Some distributed systems will also try to figure out what skew you have across the whole system and then end up taking N times that skew, before it can consider data persisted (see for example Spanner ,and probably CockroachDB). If your distributed system relies on timestamps for consistency, and it doesn't self-discover the skew, you're basically not guaranteed whatever consistency guarantees that the distributed system claims to have.

Again, is this important? It really depends. Is it OK of your distributed data store drops some of your data on the floor and lets you clean up the mess? Sometimes, yes, totally. Is it OK if you get uniqueness guarantees violatedl because two thigs got the same unique ID? Again, sometimes, almost-unique is enough.

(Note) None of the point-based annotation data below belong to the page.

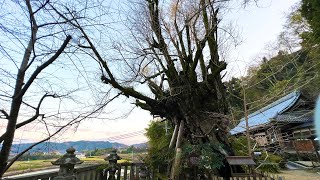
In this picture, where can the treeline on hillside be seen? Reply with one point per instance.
(295, 67)
(105, 151)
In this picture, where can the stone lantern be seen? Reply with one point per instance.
(67, 163)
(112, 158)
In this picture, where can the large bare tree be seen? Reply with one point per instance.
(174, 48)
(37, 52)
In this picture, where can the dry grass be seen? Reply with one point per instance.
(300, 175)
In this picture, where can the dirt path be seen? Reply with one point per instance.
(300, 175)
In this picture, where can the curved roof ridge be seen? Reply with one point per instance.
(296, 93)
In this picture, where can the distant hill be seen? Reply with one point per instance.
(140, 145)
(61, 147)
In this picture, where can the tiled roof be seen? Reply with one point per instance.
(264, 115)
(295, 117)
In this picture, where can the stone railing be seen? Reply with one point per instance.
(68, 171)
(84, 172)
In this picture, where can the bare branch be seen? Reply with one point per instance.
(6, 115)
(43, 66)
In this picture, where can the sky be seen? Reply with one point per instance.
(258, 26)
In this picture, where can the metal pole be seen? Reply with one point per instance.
(246, 119)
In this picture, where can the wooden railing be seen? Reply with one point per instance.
(257, 176)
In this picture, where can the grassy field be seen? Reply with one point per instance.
(40, 164)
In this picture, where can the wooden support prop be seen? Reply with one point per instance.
(174, 136)
(176, 164)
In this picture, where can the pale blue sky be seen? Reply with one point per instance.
(258, 26)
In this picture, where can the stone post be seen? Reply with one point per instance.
(67, 163)
(113, 166)
(143, 173)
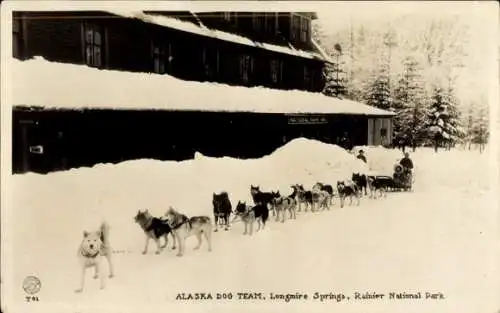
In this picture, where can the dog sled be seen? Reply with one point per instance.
(400, 180)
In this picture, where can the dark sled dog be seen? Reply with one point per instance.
(184, 227)
(347, 189)
(361, 181)
(260, 197)
(380, 184)
(326, 196)
(154, 228)
(282, 204)
(222, 209)
(310, 198)
(249, 215)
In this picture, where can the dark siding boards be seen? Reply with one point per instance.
(53, 35)
(127, 46)
(84, 138)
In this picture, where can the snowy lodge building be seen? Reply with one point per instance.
(98, 87)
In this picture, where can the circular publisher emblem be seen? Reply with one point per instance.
(32, 285)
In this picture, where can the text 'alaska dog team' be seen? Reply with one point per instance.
(95, 245)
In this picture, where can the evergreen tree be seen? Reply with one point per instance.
(378, 93)
(444, 119)
(479, 132)
(409, 104)
(335, 81)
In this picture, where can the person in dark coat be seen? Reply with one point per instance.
(406, 162)
(361, 156)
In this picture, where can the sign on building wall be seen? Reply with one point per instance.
(307, 119)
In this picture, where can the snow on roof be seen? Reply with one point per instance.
(68, 86)
(202, 30)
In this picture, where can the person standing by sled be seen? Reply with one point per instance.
(407, 165)
(361, 156)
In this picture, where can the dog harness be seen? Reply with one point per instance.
(88, 255)
(183, 221)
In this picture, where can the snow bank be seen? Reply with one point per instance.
(83, 197)
(448, 215)
(77, 86)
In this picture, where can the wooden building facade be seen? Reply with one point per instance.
(177, 44)
(107, 40)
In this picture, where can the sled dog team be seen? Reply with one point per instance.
(95, 245)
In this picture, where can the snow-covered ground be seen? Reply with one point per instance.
(437, 238)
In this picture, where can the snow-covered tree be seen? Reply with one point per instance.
(335, 75)
(410, 106)
(377, 92)
(478, 132)
(444, 119)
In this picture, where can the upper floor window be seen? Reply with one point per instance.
(162, 56)
(295, 27)
(300, 28)
(93, 44)
(276, 71)
(307, 76)
(246, 64)
(16, 37)
(258, 21)
(304, 29)
(210, 59)
(229, 17)
(270, 23)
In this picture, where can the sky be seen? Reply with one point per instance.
(482, 17)
(481, 64)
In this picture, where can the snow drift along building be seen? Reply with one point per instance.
(123, 85)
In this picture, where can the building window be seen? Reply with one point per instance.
(307, 76)
(258, 20)
(295, 27)
(276, 71)
(16, 37)
(304, 29)
(245, 67)
(93, 44)
(230, 17)
(210, 59)
(160, 55)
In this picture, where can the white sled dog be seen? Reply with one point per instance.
(94, 247)
(183, 227)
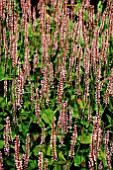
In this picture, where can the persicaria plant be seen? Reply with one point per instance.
(56, 85)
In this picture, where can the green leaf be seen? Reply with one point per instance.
(85, 139)
(35, 150)
(61, 156)
(10, 163)
(1, 144)
(1, 126)
(49, 150)
(33, 164)
(109, 119)
(78, 160)
(47, 116)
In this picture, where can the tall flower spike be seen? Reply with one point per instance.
(26, 156)
(17, 156)
(73, 141)
(1, 161)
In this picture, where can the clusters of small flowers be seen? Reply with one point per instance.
(109, 90)
(37, 107)
(26, 156)
(40, 160)
(7, 136)
(107, 150)
(43, 135)
(19, 88)
(73, 141)
(18, 161)
(53, 141)
(70, 117)
(5, 88)
(60, 88)
(46, 164)
(95, 142)
(1, 161)
(63, 121)
(32, 94)
(35, 60)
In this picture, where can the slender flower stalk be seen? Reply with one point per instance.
(1, 161)
(73, 141)
(18, 161)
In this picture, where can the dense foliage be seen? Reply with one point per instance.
(56, 85)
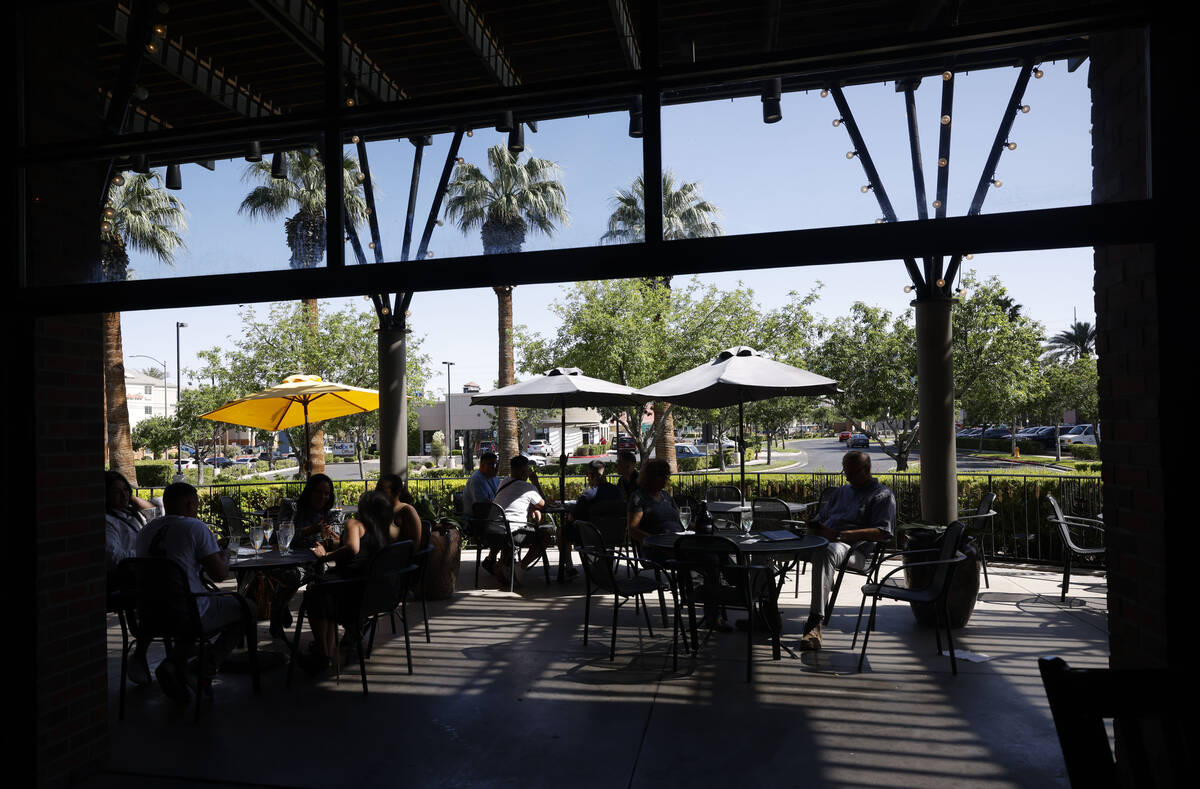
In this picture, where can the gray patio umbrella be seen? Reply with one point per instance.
(738, 375)
(562, 387)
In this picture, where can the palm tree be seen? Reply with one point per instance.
(685, 215)
(1077, 342)
(304, 191)
(144, 217)
(517, 199)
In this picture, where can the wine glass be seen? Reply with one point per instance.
(256, 537)
(283, 536)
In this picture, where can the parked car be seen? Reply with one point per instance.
(1079, 434)
(540, 446)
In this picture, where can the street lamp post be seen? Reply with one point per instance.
(449, 431)
(166, 411)
(179, 392)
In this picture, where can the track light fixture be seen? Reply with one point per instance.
(516, 138)
(772, 112)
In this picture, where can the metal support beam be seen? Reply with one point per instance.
(481, 40)
(625, 34)
(873, 176)
(447, 169)
(306, 26)
(186, 66)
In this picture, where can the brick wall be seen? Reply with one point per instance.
(1134, 357)
(71, 691)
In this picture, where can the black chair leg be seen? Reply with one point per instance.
(867, 636)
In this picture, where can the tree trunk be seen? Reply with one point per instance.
(664, 445)
(507, 415)
(317, 433)
(117, 413)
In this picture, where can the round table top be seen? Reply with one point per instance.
(271, 558)
(749, 543)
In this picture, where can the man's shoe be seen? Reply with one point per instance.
(172, 684)
(138, 672)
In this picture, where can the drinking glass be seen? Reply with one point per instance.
(283, 536)
(256, 537)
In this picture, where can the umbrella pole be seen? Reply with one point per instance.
(307, 443)
(742, 446)
(562, 461)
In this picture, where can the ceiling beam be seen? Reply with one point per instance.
(211, 80)
(305, 24)
(481, 40)
(1085, 226)
(627, 36)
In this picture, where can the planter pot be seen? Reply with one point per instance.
(964, 585)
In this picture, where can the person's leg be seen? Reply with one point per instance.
(823, 570)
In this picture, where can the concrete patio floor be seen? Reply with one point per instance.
(508, 694)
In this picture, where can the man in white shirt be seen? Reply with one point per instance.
(522, 504)
(187, 541)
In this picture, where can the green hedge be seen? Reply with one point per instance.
(1085, 451)
(1001, 445)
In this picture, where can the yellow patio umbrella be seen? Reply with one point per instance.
(299, 399)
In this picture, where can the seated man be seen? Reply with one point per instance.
(181, 537)
(522, 504)
(863, 510)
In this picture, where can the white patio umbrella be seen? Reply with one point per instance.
(561, 387)
(738, 375)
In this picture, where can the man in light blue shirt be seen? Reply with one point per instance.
(858, 515)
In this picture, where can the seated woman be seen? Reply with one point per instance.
(313, 523)
(652, 510)
(330, 603)
(406, 522)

Fo most people, log correlation is probably the biggest point, though.


Admin like that sound a lot worse than the intern. Unless maybe if it's an intern-admin...


If you are to be paranoid about time, better be paranoid about stepping time. Time discontinuities can trigger bugs in the best of software.


Guess it's time to change the `0` in that cronjob to a `*/12`.


after all, how far can clocks drift in a single day!?

Well, having run a Linux kernel on OpenBSD's vmm: they can drift more than a single day in that time. I did have to resort to using an ntpdate cron job because ntpd just couldn't cope with the time dilation effect. The cron job was configured at * * * * * (i.e. every minute), which roughly translated to once every 180 wall-clock seconds (+/- 30s).


It’s the size of the correction that can cause problems


I've done equally stupid things as a senior dev. The biggest difference, I guess, is that I had to fix the stuff I broke.


Delivering real functionality in production (with code review from your mentor, of course) is absolutely standard at a Big Tech or hot startup internship.


Depends. FAANG interns can make (annualized) income at or near 6 figures.